Ted Cruz was a frugal spender when he ran for president earlier this year. Four super PACs supporting the Republican senator from Texas raised $45 million. But after Cruz dropped out of the race in May, some of those donors got a lot of their money back. Energy investor Toby Neugebauer donated $10 million to one super PAC, and got a $9 million refund. Members of the Wilks family, who are Texas fracking billionaires, donated $15 million to a different Cruz super PAC and got $8.2 million back.
Most other big donors waved their money goodbye—without getting anything in return. Super PACs, the political groups that have no fundraising limits and typically target wealthy donors, raised $594 million during the 2016 presidential cycle, according to the Center for Responsive Politics. The bottom line on all that money: Ninety percent of it, or $535 million, went to losing candidates.

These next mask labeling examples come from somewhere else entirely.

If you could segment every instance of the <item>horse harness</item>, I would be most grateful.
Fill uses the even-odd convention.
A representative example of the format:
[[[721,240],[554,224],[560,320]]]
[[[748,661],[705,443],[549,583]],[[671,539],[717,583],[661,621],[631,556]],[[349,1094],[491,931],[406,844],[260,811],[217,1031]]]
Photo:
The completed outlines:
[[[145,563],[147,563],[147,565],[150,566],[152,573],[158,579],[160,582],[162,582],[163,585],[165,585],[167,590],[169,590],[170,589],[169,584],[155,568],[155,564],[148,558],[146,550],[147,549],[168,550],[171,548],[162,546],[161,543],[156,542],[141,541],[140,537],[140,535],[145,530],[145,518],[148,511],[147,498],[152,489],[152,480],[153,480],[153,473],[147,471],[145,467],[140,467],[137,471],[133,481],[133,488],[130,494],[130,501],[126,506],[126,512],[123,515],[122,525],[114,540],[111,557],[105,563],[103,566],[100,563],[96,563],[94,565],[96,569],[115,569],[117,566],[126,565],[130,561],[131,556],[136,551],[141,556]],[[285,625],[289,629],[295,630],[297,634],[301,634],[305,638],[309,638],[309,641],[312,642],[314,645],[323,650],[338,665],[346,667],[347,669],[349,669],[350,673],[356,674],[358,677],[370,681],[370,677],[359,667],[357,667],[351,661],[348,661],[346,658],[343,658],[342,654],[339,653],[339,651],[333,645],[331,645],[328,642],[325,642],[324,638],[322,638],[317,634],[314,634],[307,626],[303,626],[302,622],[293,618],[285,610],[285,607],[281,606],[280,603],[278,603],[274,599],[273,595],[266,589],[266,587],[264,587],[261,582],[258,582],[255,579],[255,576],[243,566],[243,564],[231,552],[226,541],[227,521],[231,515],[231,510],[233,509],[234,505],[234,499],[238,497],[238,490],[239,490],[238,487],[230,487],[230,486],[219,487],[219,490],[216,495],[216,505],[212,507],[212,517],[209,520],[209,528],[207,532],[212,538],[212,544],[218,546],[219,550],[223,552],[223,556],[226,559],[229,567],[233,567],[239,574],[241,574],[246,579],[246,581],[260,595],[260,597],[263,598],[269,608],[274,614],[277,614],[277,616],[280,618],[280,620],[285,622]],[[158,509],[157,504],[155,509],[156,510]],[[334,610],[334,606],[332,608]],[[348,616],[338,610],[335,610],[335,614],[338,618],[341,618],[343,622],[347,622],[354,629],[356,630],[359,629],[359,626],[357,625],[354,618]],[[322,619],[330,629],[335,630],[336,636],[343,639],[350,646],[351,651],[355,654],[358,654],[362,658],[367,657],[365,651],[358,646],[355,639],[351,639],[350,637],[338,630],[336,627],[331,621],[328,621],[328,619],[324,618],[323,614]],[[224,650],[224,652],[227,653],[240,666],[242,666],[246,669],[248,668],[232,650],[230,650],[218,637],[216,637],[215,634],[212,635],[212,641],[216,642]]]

The ultimate winner, Republican Donald Trump, obviously ran an unconventional campaign far less dependent on outside funders than most other presidential candidates. At first, he refused to accept support from super PACs funded by wealthy donors. Super PACs eventually raised $59 million to spend campaigning for Trump. But super PACs backing Democrat Hillary Clinton raised three times as much, and even Jeb Bush and Marco Rubio, whom Trump dispatched in the primaries, had super PACs that pulled in more cash than Trump.